The Fed's Gallic Shrug to the USD
Driving broader moves in exchange rates over the last eight weeks has been a sudden shift in global bond markets, which saw yields on American bonds of all tenures rise to multi-year highs which, pushing interest rate differentials favouring the Dollar to near record levels.
Multiple factors have been behind this shift, including an inflation-boosting rise in oil prices, superior levels of US economic growth and rising issuance of new bonds at the US Treasury in order to finance President Trump's budget-busting tax cuts.

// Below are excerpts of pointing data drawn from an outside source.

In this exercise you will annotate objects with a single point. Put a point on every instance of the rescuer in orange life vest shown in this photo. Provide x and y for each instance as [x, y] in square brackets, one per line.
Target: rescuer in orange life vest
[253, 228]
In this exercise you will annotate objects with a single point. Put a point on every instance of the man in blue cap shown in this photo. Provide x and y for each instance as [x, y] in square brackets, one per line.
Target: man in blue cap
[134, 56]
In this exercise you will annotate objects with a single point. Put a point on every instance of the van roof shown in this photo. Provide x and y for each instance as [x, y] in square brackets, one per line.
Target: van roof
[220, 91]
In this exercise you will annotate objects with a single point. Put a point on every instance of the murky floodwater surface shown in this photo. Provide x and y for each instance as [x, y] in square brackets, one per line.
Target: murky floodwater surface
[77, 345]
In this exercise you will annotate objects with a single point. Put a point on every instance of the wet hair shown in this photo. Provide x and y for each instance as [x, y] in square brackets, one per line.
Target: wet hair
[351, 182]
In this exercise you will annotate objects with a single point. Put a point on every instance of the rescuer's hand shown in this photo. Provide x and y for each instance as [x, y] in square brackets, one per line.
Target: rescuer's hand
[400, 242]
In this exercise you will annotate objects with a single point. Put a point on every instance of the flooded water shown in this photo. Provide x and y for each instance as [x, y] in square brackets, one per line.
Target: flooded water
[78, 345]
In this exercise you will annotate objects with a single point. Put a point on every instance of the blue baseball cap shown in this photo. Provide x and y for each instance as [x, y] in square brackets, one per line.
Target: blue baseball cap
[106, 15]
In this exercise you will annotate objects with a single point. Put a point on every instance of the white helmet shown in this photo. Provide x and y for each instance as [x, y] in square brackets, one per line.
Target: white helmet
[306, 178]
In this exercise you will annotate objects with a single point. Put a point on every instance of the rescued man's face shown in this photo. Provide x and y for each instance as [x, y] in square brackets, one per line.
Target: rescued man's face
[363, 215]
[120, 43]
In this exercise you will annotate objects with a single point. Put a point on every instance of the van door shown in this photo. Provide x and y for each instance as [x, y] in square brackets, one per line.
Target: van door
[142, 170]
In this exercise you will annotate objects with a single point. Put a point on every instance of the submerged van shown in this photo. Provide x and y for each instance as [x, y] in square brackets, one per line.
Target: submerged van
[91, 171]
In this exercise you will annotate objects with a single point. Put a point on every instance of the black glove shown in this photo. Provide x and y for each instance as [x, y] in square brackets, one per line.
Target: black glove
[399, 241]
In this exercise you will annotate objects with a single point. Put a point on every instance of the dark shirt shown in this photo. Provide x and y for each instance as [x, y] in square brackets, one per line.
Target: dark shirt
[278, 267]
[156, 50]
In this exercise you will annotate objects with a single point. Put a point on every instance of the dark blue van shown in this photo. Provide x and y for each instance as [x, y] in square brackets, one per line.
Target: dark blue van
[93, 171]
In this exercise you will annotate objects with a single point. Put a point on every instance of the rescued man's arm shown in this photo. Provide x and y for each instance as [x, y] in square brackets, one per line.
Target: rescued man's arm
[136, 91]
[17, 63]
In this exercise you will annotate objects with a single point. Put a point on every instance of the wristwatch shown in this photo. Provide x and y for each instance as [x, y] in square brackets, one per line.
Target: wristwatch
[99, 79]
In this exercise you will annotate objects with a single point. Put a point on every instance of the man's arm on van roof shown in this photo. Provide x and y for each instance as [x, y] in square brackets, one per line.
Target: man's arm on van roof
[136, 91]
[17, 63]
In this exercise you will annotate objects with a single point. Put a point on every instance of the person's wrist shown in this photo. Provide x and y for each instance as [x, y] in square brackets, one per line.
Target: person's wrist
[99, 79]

Those more favourable yield differentials have seen international investors, particularly so called carry traders, incentivised to sell lower yielding currencies and buy the Dollar in order to invest in the US bond market. But increasingly, strategists are calling a top for bond yields and the US currency.
"We think EUR/USD may well be close to bottoming. One factor is FOMC caution from here. The minutes from the meeting on 2nd May, released on Wednesday, illustrates this caution. The word “symmetric” was cited 10 times in the minutes – in March (excluding the SEP portion) and in January, the word was mentioned just once," MUFG's Hardman adds.
Market hopes of a pickup in the pace at which the Federal Reserve raises interest rates have been an important contributing factor in recent bond and currency market price action. But the minutes of the latest monetary policy meeting, released Wednesday, place a question mark over whether any such pickup will ever be forthcoming.
Wednesday's minutes showed a majority of Federal Open Market Committee members agree another interest rate rise will be appropriate "soon". But they otherwise appeared to overlook the current level of US inflation, as well as the prospect of US consumer price growth continuing to exceed the Fed's 2% target in the months ahead, leaving the meeting record devoid of the hawkish tones that would have been necessary to ensure continued support for an extended Dollar rally.
"Overnight we saw further evidence of this with Atlanta Fed President Bostic (voter)stating that he was comfortable with sticking with three rate hikes in 2018 while Philadelphia Fed President Harker stated that he hadn’t moved far from his view of three rate hikes this year either," Hardman notes. "We maintain our view of two more rate increases this year."